[poppler] 4 commits - regtest/backends regtest/Printer.py
Carlos Garcia Campos
carlosgc at kemper.freedesktop.org
Fri Nov 29 01:24:18 PST 2013
regtest/Printer.py | 10 ++---
regtest/backends/__init__.py | 79 ++++++++++++++++++++++---------------------
2 files changed, 47 insertions(+), 42 deletions(-)
New commits:
commit 817cc333ca8009998f2099583fd0a2fc703f3db3
Author: Carlos Garcia Campos <carlosgc at gnome.org>
Date: Fri Nov 29 10:07:16 2013 +0100
regtest: Do not buffer stderr output
Some buggy documents can produce a huge stderr output because of parsing
errors or whatever. We could give a file directly to Popen to write the
stderr file, but we only want to create the file when there's output,
because it's what we use to know whether the command produced output or
not. So, instead of buffering the whole output and then write it to the
file, now we read from the pipe while the command is running, writing
the output in chunks to the file. This improves a lot the memory
consumption when running some tests.
diff --git a/regtest/backends/__init__.py b/regtest/backends/__init__.py
index aa12022..b57d8aa 100644
--- a/regtest/backends/__init__.py
+++ b/regtest/backends/__init__.py
@@ -18,6 +18,7 @@
import hashlib
import os
+import select
import shutil
import errno
from Config import Config
@@ -193,13 +194,6 @@ class Backend:
return False
return os.path.exists(test_result + self._diff_ext)
- def __create_stderr_file(self, stderr, out_path):
- if not stderr:
- return
- stderr_file = open(out_path + '.stderr', 'wb')
- stderr_file.write(stderr)
- stderr_file.close()
-
def __create_failed_file_if_needed(self, status, out_path):
if os.WIFEXITED(status) or os.WEXITSTATUS(status) == 0:
return False
@@ -210,10 +204,36 @@ class Backend:
return True
- def _check_exit_status(self, p, out_path):
- stderr = p.stderr.read()
- self.__create_stderr_file(stderr, out_path)
+ def __redirect_stderr_to_file(self, fd, out_path):
+ stderr_file = None
+ read_set = [fd]
+ while read_set:
+ try:
+ rlist, wlist, xlist = select.select(read_set, [], [])
+ except select.error as e:
+ continue
+
+ if fd in rlist:
+ try:
+ chunk = os.read(fd, 1024)
+ except OSError as e:
+ if e.errno == errno.EIO:
+ # Child process finished.
+ chunk = ''
+ else:
+ raise e
+ if chunk:
+ if stderr_file is None:
+ stderr_file = open(out_path + '.stderr', 'wb')
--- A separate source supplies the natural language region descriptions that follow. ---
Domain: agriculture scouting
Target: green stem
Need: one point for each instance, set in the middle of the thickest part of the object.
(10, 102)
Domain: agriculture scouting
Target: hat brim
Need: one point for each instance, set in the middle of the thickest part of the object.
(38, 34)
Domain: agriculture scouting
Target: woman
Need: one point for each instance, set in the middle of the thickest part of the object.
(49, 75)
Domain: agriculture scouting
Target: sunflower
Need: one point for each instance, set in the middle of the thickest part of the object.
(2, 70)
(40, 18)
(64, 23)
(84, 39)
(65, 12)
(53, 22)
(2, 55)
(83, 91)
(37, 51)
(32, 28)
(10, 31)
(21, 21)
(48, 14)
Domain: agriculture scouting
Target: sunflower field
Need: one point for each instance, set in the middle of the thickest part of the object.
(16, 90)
+ stderr_file.write(chunk)
+ else:
+ read_set.remove(fd)
+ if stderr_file is not None:
+ stderr_file.close()
+
+ def _check_exit_status(self, p, out_path):
+ self.__redirect_stderr_to_file(p.stderr.fileno(), out_path)
status = p.wait()
if not os.WIFEXITED(status):
commit f8f82f1cc3a948239a05d7762210a3f244299db6
Author: Carlos Garcia Campos <carlosgc at gnome.org>
Date: Fri Nov 29 10:03:24 2013 +0100
regtest: Read test results in chunks to get the md5 digest
Some backends can generate huge results, like huge postscript files that
we don't want to load in memory to get the md5. So, instead of creating
thr md5 object with the entire file, we feed it with chunks of data
using the update method. This improves a lot the memory consumption and
performance as well.
diff --git a/regtest/backends/__init__.py b/regtest/backends/__init__.py
index eab154d..aa12022 100644
--- a/regtest/backends/__init__.py
+++ b/regtest/backends/__init__.py
@@ -16,7 +16,7 @@
# along with this program; if not, write to the Free Software
# Foundation, Inc., 59 Temple Place, Suite 330, Boston, MA 02111-1307 USA
-from hashlib import md5
+import hashlib
import os
import shutil
import errno
@@ -47,6 +47,14 @@ class Backend:
def get_diff_ext(self):
return self._diff_ext
+ def __md5sum(self, ref_path):
+ md5 = hashlib.md5()
+ with open(ref_path,'rb') as f:
+ for chunk in iter(lambda: f.read(128 * md5.block_size), b''):
+ md5.update(chunk)
+
+ return md5.hexdigest()
+
def __should_have_checksum(self, entry):
if not entry.startswith(self._name):
return False
@@ -62,9 +70,7 @@ class Backend:
if not self.__should_have_checksum(entry):
continue
ref_path = os.path.join(refs_path, entry)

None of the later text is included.